Kirlon schrieb:
Ich möchte nicht den ganzen Paulus ausklammern, sondern nur ein Wiederaufleben unserer alten Diskussion verhindern, da mir das Unterfangen als sehr fruchtlos erscheint.
Hoffentlich haben wir nicht noch mehr Differenzen, die wir alle ausklammern müssen, bis nichts mehr übrig bleibt.
Kirlon schrieb:
Ich schlage vor, wir machen an deiner letzten Aussage weiter; denn dass Paulus der "Durchbruch zur Universalkirche zu verdanken" ist, scheint unstrittig zu sein.
Da ist für mich schon Ende mit Paulus - zunächst mal.
Die Mission war schon damals von räumlichen Distanzen ziemlich unabhängig. Denn schon vor 56 n.Chr. bestand in Rom eine christliche Gemeinde, von der sich Paulus sogar nach Spanien entsenden lassen wollte (Röm 15, 24) Die Missionierung betraf zunächst die regionalen Ballungszentren (Palästina, Kleinasien) und die Knotenpunkte des Reiseverkehrs (Antiochien, Ephesus, Thessaloniki, Korinth, Rom), so dass sich großstädtische Schwerpunkte des Christentums bildeten. Eine Bedingung für die rasche Ausbreitung war eine überall zu verstehende Sprache, die Koine. Sie hatte damals die Bedeutung, die heute das Englische hat, war also nicht nur auf die Gebildeten beschränkt. Marseille war griechische Koloniegründung. Jüdische Grabinschriften im Westen bevorzugten die griechische Sprache. Auch die Schaffung der Septuaginta zeugt davon, dass das Griechische wahrscheinlich auch in synagogalem Gebrauch war.
Die Tatsache, dass alle in der Anfangszeit bekannten Schwerpunkte christlicher Mission auch eine Synagoge aufwiesen, wie die Archäologie gezeigt hat, legt es nahe, dass vor der Trennung von Christen und Synagoge die Missionare zunächst die örtliche Synagoge aufsuchten - schon wegen der gemeinsamen Tradition. Allerdings verschärfte die unterschiedliche Interpretation der Schriften die Spannungen, wie der Barnabas-Brief zeigt. Die Rezeption popularphilosophisch-skeptischer Götter- und Mythenkritik durch Juden wie Christen trug dazu bei, dass die Unterschiede aus heidnischer Perspektive gar nicht deutlich wurden (Joh. Geffcken, Zwei christliche Apologeten, 1907). Dieses enge Nebeneinander ist auch der staatlichen Religionspolitik zuzuschreiben, die sich die Identifizierung beider Gruppen durch die Öffentlichkeit zu eigen machte (Tac. Ann. 15, 44; Sueton, Vita Claudii 25; Cassius Dio, Hist. Rom. 67, 14, 1 ff.) und beide entsprechend launenhaft und sehr wechselvoll behandelte. Das änderte sich erst, als unter Kaiser Septimius Severus und Caracalla Juden kommunale Ämter bekleiden durften und ihnen mit der Constitutio Antoniana 212 sogar die staatsbürgerliche Gleichstellung eröffnet wurde. Seit dieser Zeit wird nichts mehr über judenfeindliche Staatsaktionen berichtet.

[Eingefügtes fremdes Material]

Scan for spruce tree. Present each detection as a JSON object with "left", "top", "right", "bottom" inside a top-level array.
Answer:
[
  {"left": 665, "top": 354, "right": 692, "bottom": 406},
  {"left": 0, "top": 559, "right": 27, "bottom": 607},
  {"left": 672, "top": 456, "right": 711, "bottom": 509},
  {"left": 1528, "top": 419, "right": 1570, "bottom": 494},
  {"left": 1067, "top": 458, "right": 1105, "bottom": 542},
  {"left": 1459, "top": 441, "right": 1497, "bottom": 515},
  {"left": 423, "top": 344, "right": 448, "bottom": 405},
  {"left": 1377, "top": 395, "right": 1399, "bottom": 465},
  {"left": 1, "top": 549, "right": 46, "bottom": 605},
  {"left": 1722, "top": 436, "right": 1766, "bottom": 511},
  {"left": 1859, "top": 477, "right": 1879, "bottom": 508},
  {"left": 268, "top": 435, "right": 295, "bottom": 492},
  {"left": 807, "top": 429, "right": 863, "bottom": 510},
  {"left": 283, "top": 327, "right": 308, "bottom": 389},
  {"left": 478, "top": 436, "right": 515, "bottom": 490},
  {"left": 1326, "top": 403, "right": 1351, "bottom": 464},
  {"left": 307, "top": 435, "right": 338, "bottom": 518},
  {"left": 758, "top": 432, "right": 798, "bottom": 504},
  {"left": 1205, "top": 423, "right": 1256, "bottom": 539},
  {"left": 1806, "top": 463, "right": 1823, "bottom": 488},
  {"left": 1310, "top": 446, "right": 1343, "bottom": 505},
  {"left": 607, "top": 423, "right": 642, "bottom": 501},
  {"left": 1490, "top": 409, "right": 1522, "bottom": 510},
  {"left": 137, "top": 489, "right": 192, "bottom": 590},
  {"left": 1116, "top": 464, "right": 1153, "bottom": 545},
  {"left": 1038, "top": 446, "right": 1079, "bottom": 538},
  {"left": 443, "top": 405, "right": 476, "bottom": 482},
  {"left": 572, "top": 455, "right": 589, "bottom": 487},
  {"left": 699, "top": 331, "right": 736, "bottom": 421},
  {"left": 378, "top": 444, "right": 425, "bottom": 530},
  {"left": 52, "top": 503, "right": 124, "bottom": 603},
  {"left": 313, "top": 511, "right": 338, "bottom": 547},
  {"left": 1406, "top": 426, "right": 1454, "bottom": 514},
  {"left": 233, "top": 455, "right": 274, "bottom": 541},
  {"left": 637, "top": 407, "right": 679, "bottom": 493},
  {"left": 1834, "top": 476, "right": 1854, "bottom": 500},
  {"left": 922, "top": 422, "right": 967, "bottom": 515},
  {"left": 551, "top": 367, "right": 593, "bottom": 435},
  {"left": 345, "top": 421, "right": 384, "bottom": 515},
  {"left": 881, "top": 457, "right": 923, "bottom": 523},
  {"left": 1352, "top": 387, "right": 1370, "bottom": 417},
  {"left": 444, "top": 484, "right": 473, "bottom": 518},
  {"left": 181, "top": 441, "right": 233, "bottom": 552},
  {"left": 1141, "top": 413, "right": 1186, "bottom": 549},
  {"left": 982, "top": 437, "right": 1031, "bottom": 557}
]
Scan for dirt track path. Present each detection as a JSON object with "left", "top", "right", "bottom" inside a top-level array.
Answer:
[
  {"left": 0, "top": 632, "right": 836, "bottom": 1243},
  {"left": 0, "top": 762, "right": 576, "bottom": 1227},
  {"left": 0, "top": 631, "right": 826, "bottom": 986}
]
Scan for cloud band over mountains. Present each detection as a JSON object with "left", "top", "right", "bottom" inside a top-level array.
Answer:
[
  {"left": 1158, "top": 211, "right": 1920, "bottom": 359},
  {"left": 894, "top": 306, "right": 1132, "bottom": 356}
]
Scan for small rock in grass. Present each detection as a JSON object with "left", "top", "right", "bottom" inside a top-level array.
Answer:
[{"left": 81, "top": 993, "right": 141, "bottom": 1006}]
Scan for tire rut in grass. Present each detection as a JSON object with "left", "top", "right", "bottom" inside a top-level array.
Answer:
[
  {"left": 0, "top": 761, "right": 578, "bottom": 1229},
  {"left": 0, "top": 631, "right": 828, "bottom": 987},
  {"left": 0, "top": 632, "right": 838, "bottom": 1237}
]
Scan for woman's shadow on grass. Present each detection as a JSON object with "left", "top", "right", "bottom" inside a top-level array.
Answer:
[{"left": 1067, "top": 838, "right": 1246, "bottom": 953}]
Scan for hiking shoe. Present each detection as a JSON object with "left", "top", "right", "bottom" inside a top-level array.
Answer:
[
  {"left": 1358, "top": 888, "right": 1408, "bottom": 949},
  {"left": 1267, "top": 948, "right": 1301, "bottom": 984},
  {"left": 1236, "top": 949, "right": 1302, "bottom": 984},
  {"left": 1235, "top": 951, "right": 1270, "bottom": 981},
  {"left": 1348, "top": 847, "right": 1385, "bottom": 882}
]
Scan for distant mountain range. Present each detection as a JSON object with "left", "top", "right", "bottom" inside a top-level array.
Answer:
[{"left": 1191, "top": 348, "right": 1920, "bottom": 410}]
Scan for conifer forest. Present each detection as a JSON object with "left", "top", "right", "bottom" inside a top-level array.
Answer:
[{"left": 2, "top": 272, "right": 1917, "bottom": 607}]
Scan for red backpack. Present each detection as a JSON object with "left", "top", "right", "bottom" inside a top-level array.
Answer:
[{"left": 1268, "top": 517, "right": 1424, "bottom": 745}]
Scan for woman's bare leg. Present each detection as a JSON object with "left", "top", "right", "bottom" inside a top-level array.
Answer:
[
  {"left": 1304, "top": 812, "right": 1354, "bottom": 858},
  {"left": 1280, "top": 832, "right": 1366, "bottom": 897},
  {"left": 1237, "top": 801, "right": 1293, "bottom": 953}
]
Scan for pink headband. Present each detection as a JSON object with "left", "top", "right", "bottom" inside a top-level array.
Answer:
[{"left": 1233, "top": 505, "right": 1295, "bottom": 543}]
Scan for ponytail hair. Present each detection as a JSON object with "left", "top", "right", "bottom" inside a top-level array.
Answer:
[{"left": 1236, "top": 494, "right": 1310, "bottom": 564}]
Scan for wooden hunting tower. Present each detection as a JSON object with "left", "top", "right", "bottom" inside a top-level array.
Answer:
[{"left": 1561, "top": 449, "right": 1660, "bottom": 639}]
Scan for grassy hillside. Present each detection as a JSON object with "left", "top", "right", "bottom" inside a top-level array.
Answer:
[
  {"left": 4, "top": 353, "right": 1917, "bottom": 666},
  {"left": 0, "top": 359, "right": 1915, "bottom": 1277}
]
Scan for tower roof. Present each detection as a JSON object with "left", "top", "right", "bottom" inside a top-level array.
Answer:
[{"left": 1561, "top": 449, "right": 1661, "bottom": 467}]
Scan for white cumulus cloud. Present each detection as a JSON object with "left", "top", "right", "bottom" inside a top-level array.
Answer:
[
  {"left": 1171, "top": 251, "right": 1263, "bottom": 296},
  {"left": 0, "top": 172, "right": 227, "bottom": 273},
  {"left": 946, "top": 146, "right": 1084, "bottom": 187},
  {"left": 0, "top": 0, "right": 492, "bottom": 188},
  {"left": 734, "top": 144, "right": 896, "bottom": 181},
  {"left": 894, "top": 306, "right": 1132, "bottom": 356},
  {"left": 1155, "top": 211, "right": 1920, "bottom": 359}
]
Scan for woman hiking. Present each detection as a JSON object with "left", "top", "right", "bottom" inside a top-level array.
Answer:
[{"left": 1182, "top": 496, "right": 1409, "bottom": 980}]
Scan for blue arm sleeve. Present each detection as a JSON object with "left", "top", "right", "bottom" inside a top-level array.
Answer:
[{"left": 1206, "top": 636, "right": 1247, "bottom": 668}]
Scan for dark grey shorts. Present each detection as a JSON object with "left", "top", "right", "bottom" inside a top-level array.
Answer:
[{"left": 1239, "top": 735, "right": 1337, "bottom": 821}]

Was zur raschen Ausbreitung des Christentums im Fernbereich führte, die Koine, mag im Nahbereich für die sehr zähe und schleppende Verbreitung mitverantwortlich gewesen sein. Nur selten gelang es, die Brücke zur Landessprache zu schlagen. Irenäus v. Lyon berichtet aus dem Ende des 2. Jh. noch um seine Bemühungen um das Keltische, wobei unbekannt ist, ob er Erfolg hatte. In Syrien allerdings hatte es allerdings bald eine Übersetzung der 4 Evangelien ins Altsyrische gegeben und bald darauf eine Harmonie des Tatian. In diesen Zeitraum fallen auch die ersten altlateinischen Übersetzungen aus Nordafrica. Augustin klagt noch im 4. Jh. darüber, wie die Doppelsprachlichkeit Punisch/Lateinisch die Predigt lähmt. Zu dieser Zeit kann man auch für Rom Griechisch als Liturgiesprache und Latein als Predigtsprache beobachten. In Spanien bemühte man sich erst gar nicht um die iberischen Sprachen. Dafür aber kam sehr früh das Koptische/Sahidische in Ägypten ins Spiel, worin erst die Evangelien übersetzt wurden und später eine nicht unbedeutende Literatur entstand. Man achtete sogar auf die Dialekte (sahidisch = Oberägypten, bohairisch = Unterägypten)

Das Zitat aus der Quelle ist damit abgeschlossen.